Negative= well I don't know if it just the wrong timing or if its all the hard work Danny been doing lately,which I'm really thankful of, because he only have Monday to do anything and I should not nag or complain but maybe it's the sensitive that in him or negative set mind he project( he do have positive in him exp with Raejeny she mean the world to him) it he just kinda blow up at the fact that I asked him to look at the chubby shoe organizer that he just build. I was putting the shoe in the chubby hole place and was trying to tell him is this the shoe that he wear often because the one that he don't I just put it somewhere else because only the shoe we use often well be their in the chubby hole. he got mad because to him it felt like I kinda nag about the situation. He wants the boots shoe he wear most not in the chubby because the fact that it easier not to bend down and take it out of the chubby hole, I was like how lazy could you be that's just defeat the purpose. He fanaily say okay he do it but brought up past situatution which didn't help and he explain that he was stress and blew up because of his dad. Then i made the mistake of talking about the future of changing his future but it's not easier said then done not with this economy.Then i told him why are you so negative lots of time. Why cant you look at life in a positive way. He try but he more condition to be negative , exp the way he was raised, he look at the bad side of things rather then good and make little thing become big(kinda anal of things exp people being late) and I see that he gets that from his dad , but their should be a time when you can break out of it too. Maybe it's not his time , I try my best to support and love my husband but it hard sometimes when your nothing alike. he doesn't seem to have faith. Although he say he was raised as a christian but he don't go to church or even have it it him. I can only support him but i cannot change him. He have to change him selves. At the end though he would always apologize and feel bad and I think that what all it take for me to be happy again and also why the relationship last because we forgive.Also I hate and do feel guilt arguing in front of Riri which I should let my ego go and just ignore the situation till he calm down.
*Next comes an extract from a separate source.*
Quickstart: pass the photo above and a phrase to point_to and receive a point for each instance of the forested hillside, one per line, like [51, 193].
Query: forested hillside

Although my temper is much more patience and tamer then before Im still learning to let the ego go . What happen in the past you cant change just forgive and move on. Just let it be and be present.I'm feeling happy as I'm typing now and hopefully my positive energy will effect my husband and the friends around me.After all it's not a big deal and we accomplish a lot today and Im proud, and this is today experience not tomorrow Peace!